Nahezu jeder hat sie im Schrank: Funktionskleidung – ob als Shirt zum Joggen oder als Jacke zum Wandern. Spezielle Beschichtungen der Textilien sorgen für trockene Haut, indem sie Regen nicht durchdringen lassen oder Schweiß nach außen leiten. Forschungsteams der Hochschule Niederrhein und des DWI – Leibniz-Instituts für Interaktive Materialien aus Aachen arbeiten nun gemeinsam an einer neuen Art umweltfreundlicher Funktionskleidung, denn die gängig verwendeten Materialien bergen unterschiedliche Probleme. Unter anderem werden für viele dieser Produkte sogenannte halbdurchlässige Membranen verwendet, die weder umweltverträglich noch recyclingfähig sind.

Der Markt für Outdoor-Kleidung hat eine enorme Größe. Allein in Europa lag im Jahr 2019 der Umsatz bei rund 2,9 Milliarden Euro. Gleichermaßen groß – und stetig steigend – ist die Nachfrage der Verbraucher nach Artikeln aus umweltfreundlichen Materialien, welche im Vergleich zu ihren herkömmlich verwendeten Pendants unter anderem ressourcenschonender und biokompatibel sind.  

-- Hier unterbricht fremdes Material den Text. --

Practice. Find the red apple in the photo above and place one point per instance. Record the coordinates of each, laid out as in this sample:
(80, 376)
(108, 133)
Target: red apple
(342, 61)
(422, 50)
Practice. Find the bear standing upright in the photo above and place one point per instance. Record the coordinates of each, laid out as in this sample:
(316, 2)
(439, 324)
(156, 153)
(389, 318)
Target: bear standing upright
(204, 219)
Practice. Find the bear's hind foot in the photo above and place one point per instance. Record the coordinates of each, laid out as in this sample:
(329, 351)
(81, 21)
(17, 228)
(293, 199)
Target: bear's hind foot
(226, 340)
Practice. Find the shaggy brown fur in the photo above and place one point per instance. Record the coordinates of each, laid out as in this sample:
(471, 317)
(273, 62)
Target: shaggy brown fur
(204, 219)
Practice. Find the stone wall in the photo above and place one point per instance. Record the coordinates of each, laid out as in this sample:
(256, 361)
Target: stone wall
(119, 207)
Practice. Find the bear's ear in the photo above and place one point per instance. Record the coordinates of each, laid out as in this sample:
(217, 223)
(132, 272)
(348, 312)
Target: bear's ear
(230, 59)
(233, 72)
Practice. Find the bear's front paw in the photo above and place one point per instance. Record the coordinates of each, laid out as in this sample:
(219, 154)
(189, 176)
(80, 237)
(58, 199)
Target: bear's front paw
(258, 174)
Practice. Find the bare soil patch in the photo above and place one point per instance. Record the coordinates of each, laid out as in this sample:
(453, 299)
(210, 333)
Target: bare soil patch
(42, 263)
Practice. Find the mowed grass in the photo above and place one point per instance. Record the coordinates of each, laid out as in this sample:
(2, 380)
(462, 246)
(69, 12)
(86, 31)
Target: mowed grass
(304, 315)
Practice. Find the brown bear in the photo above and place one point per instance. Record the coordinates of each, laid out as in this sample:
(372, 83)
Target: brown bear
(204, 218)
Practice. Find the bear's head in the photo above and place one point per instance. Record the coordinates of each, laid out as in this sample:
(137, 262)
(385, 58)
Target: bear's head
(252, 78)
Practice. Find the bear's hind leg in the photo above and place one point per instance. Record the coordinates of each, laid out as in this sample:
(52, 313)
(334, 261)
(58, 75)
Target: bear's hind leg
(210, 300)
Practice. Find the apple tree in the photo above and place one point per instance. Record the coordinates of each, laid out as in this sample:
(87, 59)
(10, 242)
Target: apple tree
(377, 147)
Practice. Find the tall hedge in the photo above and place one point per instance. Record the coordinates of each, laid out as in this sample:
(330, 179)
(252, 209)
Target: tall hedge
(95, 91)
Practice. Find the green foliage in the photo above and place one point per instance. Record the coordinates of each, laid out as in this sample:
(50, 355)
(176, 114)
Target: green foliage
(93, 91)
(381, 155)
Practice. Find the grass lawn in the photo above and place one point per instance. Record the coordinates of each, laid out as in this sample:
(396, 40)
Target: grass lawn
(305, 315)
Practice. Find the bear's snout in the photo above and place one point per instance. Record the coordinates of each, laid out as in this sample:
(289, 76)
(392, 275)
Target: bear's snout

Ein Forschungsteam der Hochschule Niederrhein und des DWI – Leibniz-Instituts für Interaktive Materialien aus Aachen arbeitet daran, eine neue Art der Funktionskleidung zu entwickeln. Fester Bestandteil solcher Kleidung sind sogenannte Membranen. Dies sind dünne Trennschichten, die es erlauben, die Kleidung mit verschiedenen Funktionen auszustatten, beispielsweise Nässeschutz, Atmungsaktivität und eine natürliche Temperaturregulierung.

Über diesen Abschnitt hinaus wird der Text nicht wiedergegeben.